The United States and Western Europe should increase support for Georgian acceptance into the European Union and NATO, Giorgi Margvelashvili, the president of the Georgia, said in a talk hosted by the BMW Center for German and European Studies on Tuesday.

Jeffrey Anderson, director and Graf Goltz professor of the BMW Center, and Angela Stent, director for the Center for Eurasian, Russian and Eastern European Studies, moderated the event, titled “Georgia’s Path Westward.”

Margvelashvili said European and American support of Georgia through NATO and the EU could help protect Georgia from future Russian aggression and establish peace in Georgia, urging Europe and the United States to take a stronger stance in support of Georgia.

“When you are a superpower or when you are the winning side, by being passive, you don’t really want peace,” Margvelashvili said.

Georgia gained its independence from the Soviet Union in 1991, when the communist state collapsed. It stands out among former Soviet satellites as a country that has  experienced successful, democratic and peaceful transfers of power. However, the small republic has faced internal conflicts and Russian aggression since its inception. Separatist movements in two regions that border Russia, Abkhazia and South Ossetia, instigated fighting in 2008 between government forces and separatist groups.

Giorgi Margvelashvili, the president of the Georgia, addressed a crowd in Copley Formal Lounge Tuesday.

Tensions between the nations increased when Russia provided support for the separatist movements and unilaterally recognized the independence of these two regions. In 2008, the tensions between Georgia, Russia and separatists culminated in a Russian invasion of Abkhazia and South Ossetia. Russia now occupies almost 20 percent of Georgian territory.

Georgia has worked to improve its relationship with the West since it gained its independence. It became a member state of the United Nations in July 1992 and deepened its economic, political and social ties to Europe through the EU-Georgia Association Council, the European Neighborhood Policy and increased trade with the EU. However, NATO deferred its decision on Georgia’s membership application in 2008, and the country has yet to become a candidate for EU membership.

Margvelashvili’s visits in Washington, D.C., this week and Brussels last week were part of an effort to increase western integration and secure European and American support for Georgia, the president said.
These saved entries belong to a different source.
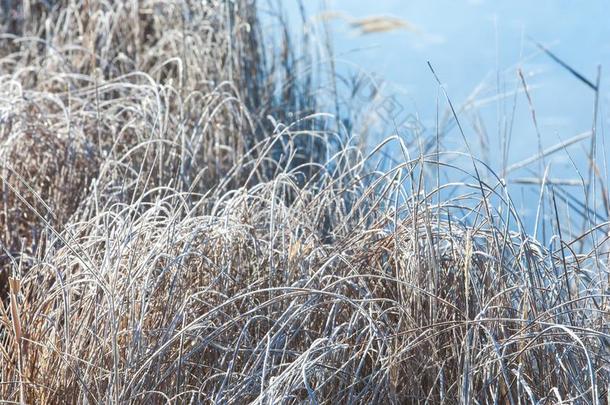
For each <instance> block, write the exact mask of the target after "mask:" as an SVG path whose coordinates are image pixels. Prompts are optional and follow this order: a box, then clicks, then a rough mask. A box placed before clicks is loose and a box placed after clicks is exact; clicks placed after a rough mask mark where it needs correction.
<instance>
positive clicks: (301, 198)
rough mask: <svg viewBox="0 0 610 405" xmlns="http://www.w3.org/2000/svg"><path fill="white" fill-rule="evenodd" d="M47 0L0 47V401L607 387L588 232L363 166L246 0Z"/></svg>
mask: <svg viewBox="0 0 610 405" xmlns="http://www.w3.org/2000/svg"><path fill="white" fill-rule="evenodd" d="M50 3H51V4H53V6H52V7H51V8H49V7H50V6H47V5H45V3H34V2H23V4H24V5H25V9H24V10H23V11H24V14H25V17H24V19H19V18H18V17H19V16H18V15H17V14H16V15H12V16H11V15H6V14H5V15H4V20H3V32H5V34H3V35H2V37H1V38H0V156H1V157H0V163H1V167H0V176H1V177H0V185H1V193H2V194H1V198H0V231H1V234H0V243H1V245H0V246H1V248H2V251H1V252H0V266H1V267H0V271H1V272H2V273H1V276H0V294H1V295H2V305H1V306H0V308H1V309H0V399H2V400H4V401H7V402H9V403H11V402H15V403H19V402H24V403H32V404H33V403H64V402H65V403H132V402H133V403H165V402H172V403H173V402H179V403H209V402H218V403H284V402H287V403H296V402H301V401H308V402H311V403H331V404H338V403H373V402H377V403H389V402H394V403H415V402H424V401H428V402H429V403H447V404H451V403H457V402H462V403H475V402H476V403H502V404H504V403H507V404H518V403H527V402H530V401H531V402H536V401H541V403H561V402H562V401H563V403H571V402H573V403H599V404H602V403H607V401H608V398H609V395H610V394H609V393H608V387H609V384H610V377H609V375H610V366H609V363H610V334H609V333H610V332H609V330H608V324H609V322H610V312H609V311H610V294H609V292H608V270H607V267H606V266H607V262H608V252H607V248H604V246H607V243H606V240H605V238H604V237H603V235H602V237H600V236H599V233H597V230H598V229H605V228H604V227H605V226H606V224H602V223H596V224H594V229H593V230H592V231H590V232H587V233H585V234H584V235H582V237H581V238H580V239H579V238H577V239H574V240H573V239H571V238H570V239H569V240H568V239H566V236H565V235H562V234H561V233H560V232H559V228H558V227H556V224H557V223H562V222H563V221H567V220H565V219H564V218H560V217H559V214H558V215H557V217H556V218H557V221H556V222H553V223H551V224H549V227H550V228H552V229H554V230H555V231H554V232H555V236H553V237H552V238H551V243H549V242H548V241H540V242H539V241H536V240H535V239H534V238H532V237H530V236H528V235H527V234H526V233H525V232H524V231H522V229H523V227H522V226H520V220H519V218H518V215H517V213H516V210H515V208H514V205H513V203H512V202H511V199H510V196H509V194H508V192H507V189H506V188H505V186H504V183H503V182H502V181H501V180H500V179H499V178H497V177H495V175H494V174H493V173H492V172H490V171H488V170H486V169H485V167H484V165H483V164H482V163H480V162H478V161H477V160H476V159H475V158H474V157H472V163H473V164H474V166H473V165H472V164H470V165H468V166H466V168H465V169H464V168H461V169H460V168H459V167H456V166H452V165H450V164H449V163H447V162H446V161H444V160H443V159H442V154H441V153H437V152H436V151H434V148H432V149H430V150H426V149H421V148H417V147H411V145H405V144H404V143H403V141H401V140H400V139H399V138H398V137H394V138H390V139H388V140H387V141H386V146H387V145H390V146H391V147H392V148H394V150H396V151H398V153H397V156H399V159H398V160H397V161H396V163H395V164H394V165H393V166H392V167H391V168H389V169H384V170H383V171H381V170H379V169H378V166H376V165H375V163H376V162H377V161H378V156H379V153H380V152H379V150H377V149H374V150H373V153H371V154H370V155H369V154H367V153H368V152H366V153H365V152H364V151H363V150H361V149H360V148H359V147H358V146H357V143H356V142H354V140H353V139H352V137H351V135H352V134H351V133H350V131H348V130H347V129H346V128H348V127H350V126H349V125H345V124H346V121H341V120H338V119H336V118H335V117H333V116H332V115H330V114H327V113H328V112H330V113H335V112H336V111H335V110H334V109H332V108H330V110H327V109H325V108H323V107H321V106H323V105H324V106H328V104H329V103H328V100H329V98H328V97H326V96H324V98H325V99H324V100H320V97H322V96H321V94H325V95H327V94H329V93H332V91H330V92H329V91H328V89H325V90H321V89H319V88H318V87H316V85H315V83H319V82H321V81H320V80H316V74H318V73H319V71H318V70H317V68H316V66H319V63H322V62H320V60H317V59H316V58H315V52H310V53H308V51H307V49H309V48H308V42H307V38H305V39H304V40H303V41H302V42H301V41H299V46H301V48H302V49H303V52H302V53H297V52H296V51H294V49H295V48H296V47H295V45H294V43H292V42H291V41H292V40H291V37H290V36H289V35H288V34H287V33H285V34H284V35H276V34H277V33H269V32H266V30H265V29H262V25H261V22H260V21H259V20H258V17H257V13H256V8H255V7H254V6H253V5H252V4H250V3H251V2H249V1H246V0H239V1H235V2H228V1H220V0H218V1H212V0H210V1H204V2H186V3H182V2H175V3H170V2H164V1H152V0H144V1H139V2H138V1H129V2H95V1H78V0H59V1H56V2H50ZM276 27H282V21H281V20H280V21H278V22H277V24H276ZM279 32H280V33H281V30H280V31H279ZM316 72H318V73H316ZM331 82H332V81H331ZM330 99H332V97H331V98H330ZM337 99H338V98H337ZM331 104H332V102H331ZM363 121H364V120H363ZM432 144H434V142H433V143H432ZM417 151H419V152H421V153H417ZM473 168H476V170H475V169H473ZM459 170H462V173H465V174H467V175H468V176H469V177H468V179H467V180H466V181H465V182H462V183H460V184H449V183H443V182H441V180H440V179H441V178H442V176H439V173H440V172H441V171H443V172H445V171H459ZM464 170H466V172H464ZM483 172H485V173H484V176H483V175H482V174H481V173H483ZM482 176H483V177H484V179H483V177H482ZM430 179H432V180H430ZM449 189H452V190H455V191H458V192H455V193H453V194H450V193H448V192H446V191H447V190H449ZM545 190H547V189H545ZM548 190H550V189H548ZM545 192H547V191H545ZM548 192H549V193H551V192H552V190H550V191H548ZM448 195H451V196H450V197H447V196H448ZM439 196H441V197H442V198H439ZM552 197H553V201H554V194H552ZM549 198H550V197H549ZM593 235H597V236H596V237H593ZM583 240H586V242H585V243H581V241H583ZM9 281H10V283H9ZM9 284H10V286H9Z"/></svg>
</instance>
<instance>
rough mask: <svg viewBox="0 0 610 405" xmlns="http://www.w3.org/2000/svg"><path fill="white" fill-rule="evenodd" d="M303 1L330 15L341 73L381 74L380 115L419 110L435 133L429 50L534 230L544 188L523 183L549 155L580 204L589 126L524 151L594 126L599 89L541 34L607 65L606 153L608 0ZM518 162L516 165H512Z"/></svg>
mask: <svg viewBox="0 0 610 405" xmlns="http://www.w3.org/2000/svg"><path fill="white" fill-rule="evenodd" d="M282 5H283V6H284V7H286V8H287V12H288V14H289V16H290V18H291V19H292V21H294V22H295V24H293V25H292V26H294V27H300V23H299V22H300V17H299V16H298V14H299V11H300V7H301V6H299V3H298V2H297V1H296V0H289V1H287V2H284V3H282ZM302 7H304V8H305V10H306V14H307V18H308V21H310V22H311V21H317V22H320V21H323V22H324V23H326V26H327V28H328V33H329V37H330V40H331V42H332V48H333V52H334V58H335V63H336V66H335V68H336V70H337V71H338V72H339V73H340V75H342V76H343V79H345V80H348V78H351V79H350V80H354V77H356V76H358V73H357V72H362V73H364V74H365V75H369V76H367V77H368V78H369V79H370V78H374V80H375V81H376V82H378V83H383V85H382V89H383V94H384V96H386V97H387V98H389V101H388V103H386V104H387V105H386V107H385V113H382V114H381V115H384V114H385V115H386V118H387V115H388V114H390V115H391V116H392V117H393V118H395V119H393V121H395V123H396V125H397V127H400V126H401V125H402V126H404V127H405V128H406V127H409V126H410V125H411V124H413V123H414V122H415V121H417V123H418V124H417V125H416V126H417V128H416V129H415V131H416V132H418V133H419V134H420V135H422V136H428V137H430V136H434V132H435V130H436V122H437V118H436V117H437V110H438V111H440V113H441V115H442V114H444V113H446V112H447V103H446V102H445V100H444V98H443V97H444V96H443V95H442V93H441V92H439V87H438V83H437V82H436V80H435V78H434V76H433V74H432V72H431V70H430V68H429V66H428V64H427V62H428V61H429V62H430V64H431V65H432V66H433V68H434V70H435V71H436V73H437V74H438V77H439V79H440V81H441V82H442V84H443V86H444V88H445V90H446V92H447V94H448V95H449V97H450V99H451V101H452V103H453V104H454V105H455V106H456V110H457V111H458V116H459V119H460V121H461V123H462V126H463V127H464V130H465V133H466V137H467V139H468V143H469V145H470V147H471V150H472V151H473V154H474V155H475V156H476V157H477V158H479V159H481V160H483V161H484V162H486V163H488V164H489V165H490V167H491V168H492V169H493V170H494V171H495V172H496V173H498V174H499V175H501V176H502V177H504V178H505V181H506V182H507V184H508V187H509V190H510V191H511V194H512V195H513V198H515V204H516V206H517V207H518V209H519V212H520V214H521V215H523V217H524V218H525V221H526V223H527V224H528V227H529V228H530V229H529V230H531V228H532V227H533V222H534V217H535V214H536V208H537V201H538V195H539V192H540V190H539V186H537V185H535V184H534V185H532V184H523V183H528V182H529V183H535V182H536V181H538V179H539V178H540V177H541V174H542V173H543V172H544V170H545V169H546V168H547V167H548V173H549V174H548V177H549V179H551V180H552V181H555V182H557V188H561V190H562V193H563V194H562V196H563V200H564V202H569V201H570V199H572V205H573V207H575V208H576V207H578V201H582V196H583V194H584V189H583V185H582V180H585V181H586V178H587V172H588V163H587V162H588V160H587V154H588V152H589V148H590V138H587V137H586V135H584V136H582V137H581V138H578V139H581V140H580V141H579V142H575V143H573V144H571V146H569V147H567V148H565V150H564V148H558V150H557V151H556V152H554V153H552V154H549V155H547V156H546V157H545V159H544V162H543V161H542V160H535V159H534V160H532V161H531V162H529V163H528V162H527V159H528V158H530V157H532V156H535V155H536V154H537V153H538V152H539V150H540V149H542V150H548V149H549V148H552V147H553V146H556V145H558V144H561V143H562V142H566V141H567V140H570V139H573V138H574V137H576V136H578V135H579V134H583V133H586V132H587V131H591V129H592V124H593V116H594V105H595V96H596V92H595V91H594V90H593V89H592V88H591V87H590V86H589V85H587V84H586V83H585V82H584V81H583V80H581V79H579V78H577V77H576V76H575V75H574V74H573V73H571V72H570V71H569V70H568V69H566V68H565V67H564V66H561V64H560V63H558V62H557V61H554V60H553V59H552V57H550V56H549V55H548V54H546V53H545V52H544V51H542V50H541V48H540V47H539V46H538V45H537V44H536V43H539V44H541V45H543V46H544V47H546V48H547V49H548V50H549V51H550V52H552V53H553V54H554V55H555V56H557V57H558V58H560V59H561V60H562V61H564V62H565V63H566V64H568V65H569V66H570V67H571V68H573V69H574V70H575V71H576V72H578V74H580V75H582V76H583V78H584V79H585V80H587V81H589V82H591V83H592V84H596V79H597V74H598V66H600V67H601V77H600V83H601V86H600V88H599V93H598V94H599V107H598V120H597V134H598V136H597V156H598V160H599V162H607V158H606V156H605V155H606V151H607V147H606V144H605V141H604V138H605V130H606V128H605V123H606V121H607V115H608V92H607V91H606V89H607V84H608V82H609V80H610V75H609V73H610V66H608V67H606V66H604V64H606V63H607V61H610V24H608V21H609V18H608V17H610V3H609V2H608V1H605V0H590V1H568V0H539V1H530V0H512V1H487V0H434V1H429V0H409V1H407V0H376V1H369V0H327V1H325V2H315V1H312V2H306V3H304V5H303V6H302ZM384 21H385V22H384ZM384 24H385V25H384ZM519 71H521V72H522V74H523V77H521V76H520V74H519ZM524 82H525V84H526V85H527V88H528V91H529V95H530V97H531V106H533V108H534V111H535V115H536V122H537V127H538V128H537V129H536V126H535V124H534V120H533V119H532V109H531V107H530V102H529V101H528V98H527V94H526V93H525V91H524ZM388 111H390V112H388ZM410 123H411V124H410ZM403 129H404V128H403ZM413 129H414V128H413V125H411V128H410V130H409V129H405V130H404V131H400V128H399V133H401V136H404V137H407V138H408V137H410V136H411V137H413V136H417V135H416V134H413V133H410V132H409V131H411V132H412V131H413ZM383 135H384V133H383V132H382V133H381V134H378V135H377V136H379V137H383ZM379 140H380V139H368V142H369V144H371V145H372V144H374V143H376V142H378V141H379ZM538 140H540V142H539V141H538ZM442 143H443V145H442V147H443V149H445V150H463V151H464V150H465V149H466V147H465V145H464V142H463V140H462V138H461V136H460V135H459V133H458V132H457V129H456V128H453V129H451V130H449V132H448V133H447V134H446V136H444V137H443V142H442ZM524 160H525V162H524ZM521 163H523V164H521ZM543 163H544V165H543ZM515 164H516V165H517V167H518V169H514V170H511V169H509V168H510V167H511V166H513V168H514V165H515ZM519 166H521V167H519ZM507 169H508V170H507ZM600 170H601V172H600V173H599V175H600V176H601V177H603V178H604V181H605V180H607V171H606V168H605V164H600ZM581 177H582V179H581ZM566 196H567V197H566ZM597 203H599V201H598V202H596V204H597ZM599 204H601V203H599ZM580 209H582V207H580ZM545 215H547V216H548V215H551V213H546V214H545ZM592 218H593V221H594V222H601V221H603V220H605V219H606V215H605V214H604V213H603V210H598V209H597V208H596V209H595V213H593V217H592Z"/></svg>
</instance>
“What are we doing now here today in D.C., or what have we been doing a week ago in Brussels? We try to enhance this path,” Margvelashvili said. “We try to work together with our partners, work together with our friends, to convince them to be more active on the Georgian case.”

The United States’ powerful position in the current world order enables it to potentially help protect Georgia from Russian influence and invasion, Margvelashvili said.
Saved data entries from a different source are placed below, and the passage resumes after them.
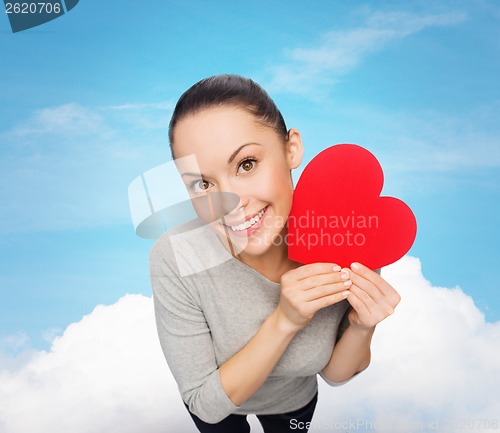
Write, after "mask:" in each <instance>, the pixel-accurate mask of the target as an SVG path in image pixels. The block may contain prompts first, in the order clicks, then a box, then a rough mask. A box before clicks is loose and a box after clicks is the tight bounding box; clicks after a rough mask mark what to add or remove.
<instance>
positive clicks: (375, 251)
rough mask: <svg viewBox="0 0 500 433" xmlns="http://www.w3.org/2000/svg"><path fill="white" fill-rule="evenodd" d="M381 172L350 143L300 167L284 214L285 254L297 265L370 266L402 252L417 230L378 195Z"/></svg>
mask: <svg viewBox="0 0 500 433" xmlns="http://www.w3.org/2000/svg"><path fill="white" fill-rule="evenodd" d="M383 184H384V173H383V172H382V167H381V166H380V163H379V162H378V161H377V159H376V158H375V156H374V155H373V154H372V153H370V152H369V151H368V150H366V149H364V148H362V147H361V146H358V145H356V144H338V145H336V146H332V147H329V148H328V149H326V150H324V151H322V152H321V153H320V154H319V155H317V156H316V157H315V158H314V159H313V160H312V161H311V162H310V163H309V164H308V165H307V167H306V168H305V169H304V171H303V173H302V175H301V177H300V179H299V182H298V183H297V187H296V188H295V192H294V195H293V204H292V210H291V212H290V215H289V218H288V238H287V240H288V256H289V258H290V259H292V260H295V261H297V262H300V263H314V262H333V263H337V264H339V265H340V266H342V267H349V266H350V265H351V263H352V262H360V263H362V264H364V265H365V266H367V267H369V268H370V269H377V268H381V267H382V266H386V265H389V264H391V263H393V262H395V261H396V260H398V259H399V258H401V257H402V256H403V255H404V254H405V253H407V252H408V250H409V249H410V247H411V246H412V244H413V241H414V240H415V236H416V234H417V222H416V220H415V216H414V215H413V212H412V211H411V209H410V208H409V207H408V206H407V205H406V203H404V202H403V201H401V200H399V199H397V198H394V197H380V193H381V191H382V186H383Z"/></svg>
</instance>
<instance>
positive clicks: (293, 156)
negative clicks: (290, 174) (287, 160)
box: [286, 128, 304, 170]
mask: <svg viewBox="0 0 500 433" xmlns="http://www.w3.org/2000/svg"><path fill="white" fill-rule="evenodd" d="M303 155H304V147H303V146H302V137H301V136H300V132H299V131H297V130H296V129H295V128H291V129H290V130H289V131H288V139H287V141H286V157H287V160H288V165H289V168H290V170H292V169H294V168H297V167H298V166H299V165H300V163H301V162H302V156H303Z"/></svg>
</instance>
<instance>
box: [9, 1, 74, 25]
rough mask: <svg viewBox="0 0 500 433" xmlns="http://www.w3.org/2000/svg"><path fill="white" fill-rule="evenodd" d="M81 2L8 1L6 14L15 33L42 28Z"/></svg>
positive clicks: (64, 1)
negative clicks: (44, 25) (41, 25)
mask: <svg viewBox="0 0 500 433" xmlns="http://www.w3.org/2000/svg"><path fill="white" fill-rule="evenodd" d="M79 1H80V0H47V1H43V2H41V1H30V0H28V1H6V0H4V5H5V14H6V15H7V17H8V19H9V23H10V28H11V29H12V32H13V33H17V32H22V31H23V30H28V29H31V28H33V27H37V26H40V25H42V24H45V23H47V22H49V21H52V20H54V19H56V18H59V17H61V16H62V15H64V14H65V13H67V12H69V11H70V10H71V9H73V8H74V7H75V6H76V5H77V4H78V2H79Z"/></svg>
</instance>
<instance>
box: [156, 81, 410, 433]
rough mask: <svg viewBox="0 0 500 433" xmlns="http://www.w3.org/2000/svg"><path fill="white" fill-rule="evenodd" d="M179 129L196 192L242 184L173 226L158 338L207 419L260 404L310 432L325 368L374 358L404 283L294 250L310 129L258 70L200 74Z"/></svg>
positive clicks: (164, 247) (359, 263)
mask: <svg viewBox="0 0 500 433" xmlns="http://www.w3.org/2000/svg"><path fill="white" fill-rule="evenodd" d="M169 138H170V145H171V151H172V156H173V158H174V159H175V160H176V164H177V167H178V169H179V171H180V174H181V176H182V179H183V181H184V183H185V185H186V187H187V189H188V191H189V193H190V195H191V197H192V198H193V202H195V201H196V198H197V197H208V198H209V197H210V194H212V193H221V192H228V193H232V194H236V195H237V196H238V197H239V202H238V203H237V206H236V208H235V209H233V210H232V211H231V212H230V213H229V214H227V215H226V216H224V217H223V218H219V219H216V220H215V221H211V222H210V221H209V222H208V223H207V221H203V218H202V220H201V221H200V220H197V221H194V222H191V223H189V224H187V225H184V226H182V227H178V228H175V229H173V230H170V231H168V232H167V233H166V234H165V235H163V236H162V237H161V238H160V239H159V240H158V241H157V243H156V244H155V246H154V247H153V249H152V252H151V256H150V261H151V278H152V285H153V292H154V300H155V312H156V320H157V326H158V333H159V337H160V342H161V345H162V348H163V351H164V354H165V357H166V359H167V362H168V365H169V367H170V369H171V371H172V374H173V376H174V378H175V379H176V381H177V384H178V386H179V390H180V393H181V396H182V399H183V401H184V403H185V405H186V408H187V409H188V411H189V413H190V415H191V417H192V418H193V420H194V422H195V424H196V426H197V427H198V429H199V430H200V431H201V432H231V433H239V432H248V431H250V428H249V425H248V423H247V421H246V414H250V413H254V414H256V415H257V417H258V419H259V421H260V422H261V424H262V425H263V428H264V431H265V432H273V433H279V432H288V431H307V430H308V427H309V422H310V420H311V418H312V415H313V412H314V408H315V405H316V399H317V389H318V385H317V378H316V375H317V374H319V375H320V376H321V377H322V378H323V379H324V380H325V381H326V382H327V383H328V384H330V385H332V386H335V385H340V384H343V383H345V382H346V381H348V380H350V379H351V378H352V377H353V376H354V375H356V374H357V373H359V372H360V371H362V370H364V369H365V368H366V367H367V366H368V364H369V362H370V342H371V338H372V335H373V332H374V329H375V326H376V324H377V323H379V322H380V321H381V320H383V319H384V318H385V317H387V316H389V315H390V314H392V312H393V310H394V308H395V306H396V305H397V304H398V302H399V299H400V298H399V295H398V294H397V292H396V291H395V290H394V288H392V287H391V286H390V285H389V284H388V283H387V282H386V281H385V280H384V279H383V278H382V277H381V276H380V275H379V274H378V273H376V272H374V271H372V270H370V269H368V268H366V267H365V266H363V265H362V264H361V263H353V264H352V265H351V267H350V268H344V269H341V268H340V266H338V265H336V264H335V263H314V264H309V265H301V264H300V263H296V262H293V261H291V260H289V259H288V255H287V245H286V244H285V243H284V242H281V241H279V240H283V239H286V237H285V236H284V235H285V234H286V230H287V228H286V221H287V217H288V215H289V212H290V209H291V204H292V194H293V184H292V177H291V170H293V169H295V168H297V167H298V166H299V165H300V163H301V159H302V155H303V147H302V140H301V136H300V133H299V132H298V131H297V130H296V129H294V128H292V129H290V130H287V128H286V126H285V122H284V121H283V118H282V116H281V113H280V112H279V110H278V109H277V108H276V106H275V104H274V102H273V101H272V100H271V99H270V98H269V96H268V95H267V93H266V92H265V91H264V90H263V89H262V88H261V87H260V86H258V85H257V84H256V83H254V82H253V81H251V80H249V79H246V78H243V77H239V76H235V75H219V76H215V77H210V78H207V79H205V80H202V81H200V82H199V83H197V84H195V85H194V86H193V87H191V88H190V89H189V90H187V91H186V92H185V93H184V94H183V95H182V96H181V98H180V100H179V101H178V103H177V105H176V108H175V110H174V113H173V116H172V120H171V122H170V129H169ZM193 162H194V163H193ZM195 208H196V206H195ZM203 222H205V223H206V224H204V223H203ZM204 261H205V262H206V263H207V265H206V266H204V265H203V263H204ZM200 263H201V264H202V265H201V266H200ZM190 264H193V269H191V270H189V269H188V270H186V268H189V266H190ZM194 264H196V265H194Z"/></svg>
“The U.S. basically led the support with nations like these and gave them the opportunity of free passage to much freer areas or unions like we are trying to get to the European Union,” Margvelashvili said.
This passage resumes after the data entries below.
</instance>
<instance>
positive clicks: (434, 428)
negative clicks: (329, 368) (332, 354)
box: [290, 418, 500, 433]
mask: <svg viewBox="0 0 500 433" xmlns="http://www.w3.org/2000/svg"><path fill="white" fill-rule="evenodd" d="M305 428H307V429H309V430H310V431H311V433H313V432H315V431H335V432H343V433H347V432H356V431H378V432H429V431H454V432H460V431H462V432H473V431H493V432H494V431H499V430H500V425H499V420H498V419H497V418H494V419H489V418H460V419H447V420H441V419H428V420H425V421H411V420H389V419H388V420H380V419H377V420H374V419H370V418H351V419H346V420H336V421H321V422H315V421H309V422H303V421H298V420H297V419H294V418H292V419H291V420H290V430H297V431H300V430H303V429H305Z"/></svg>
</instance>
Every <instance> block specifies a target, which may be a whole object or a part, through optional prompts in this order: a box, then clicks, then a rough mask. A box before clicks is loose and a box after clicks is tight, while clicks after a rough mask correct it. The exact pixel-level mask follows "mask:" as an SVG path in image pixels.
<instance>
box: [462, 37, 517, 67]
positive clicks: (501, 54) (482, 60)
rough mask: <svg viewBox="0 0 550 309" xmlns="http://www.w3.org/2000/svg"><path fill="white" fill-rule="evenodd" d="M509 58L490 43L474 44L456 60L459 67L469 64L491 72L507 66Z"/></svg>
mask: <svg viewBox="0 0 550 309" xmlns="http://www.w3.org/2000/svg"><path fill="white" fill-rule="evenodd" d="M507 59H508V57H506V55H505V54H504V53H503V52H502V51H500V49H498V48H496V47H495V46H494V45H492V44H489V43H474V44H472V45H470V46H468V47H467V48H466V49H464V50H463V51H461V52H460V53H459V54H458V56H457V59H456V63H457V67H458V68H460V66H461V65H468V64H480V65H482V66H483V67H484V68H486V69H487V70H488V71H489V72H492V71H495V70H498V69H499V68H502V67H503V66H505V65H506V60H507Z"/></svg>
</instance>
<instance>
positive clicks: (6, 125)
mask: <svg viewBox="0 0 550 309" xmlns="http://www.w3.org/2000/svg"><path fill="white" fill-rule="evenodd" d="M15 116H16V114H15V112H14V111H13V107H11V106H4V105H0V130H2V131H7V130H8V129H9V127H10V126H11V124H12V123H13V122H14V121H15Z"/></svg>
Margvelashvili outlined Georgia’s importance to Europe, citing its strategic location at the crossroads between Russia and Asia and its direct ideological opposition to Russian President Vladimir Putin’s authoritarian tendencies.

“Georgia is a clear example choice of dedication to something different than totalitarianism of Soviet Union or basically totalitarian society,” Margvelashvili said. “This is a challenge for Russia, and this is a theological benefit for the Western world. If Georgia is a successful democracy, it is mentally, conceptually, in this confrontation, it is of epic value in the choice of freedom, of the individual, of the nation, of contributing to Western way of living.”

Margvelashvili said that while Georgia will never accept Russian occupation, he awaits a more cooperative Russia to push for a removal of Russian troops.

Margvelashvili acknowledged some of the economic struggles Georgia faces in its effort to become more modern. Georgia’s GDP plummeted after the Russian invasion and is slowly rebuilding, growing at a rate of 4 percent, though almost 10 percent of the population still lives below the poverty line.

Georgia is also grappling with uneven wealth distribution, the president recognized in his speech. However, Margvelashvili expressed his confidence in Georgia’s ability to diversify and strengthen its economy.

“We are on the right track, and we are developing,” Margvelashvili said. “We have our niche in economical geopolitics. We are a transit country; now, we have to add to this niche.”

Margvelashvili also identified possible judicial reforms and ways to enhance the party system to strengthen Georgia’s democratic institutions.

“Judicial exam, that is a challenge for Georgia, and that is a challenge that has been problematic for everybody,” Margvelashvili said. “We have to have more parties. At least two like you have in the U.S.”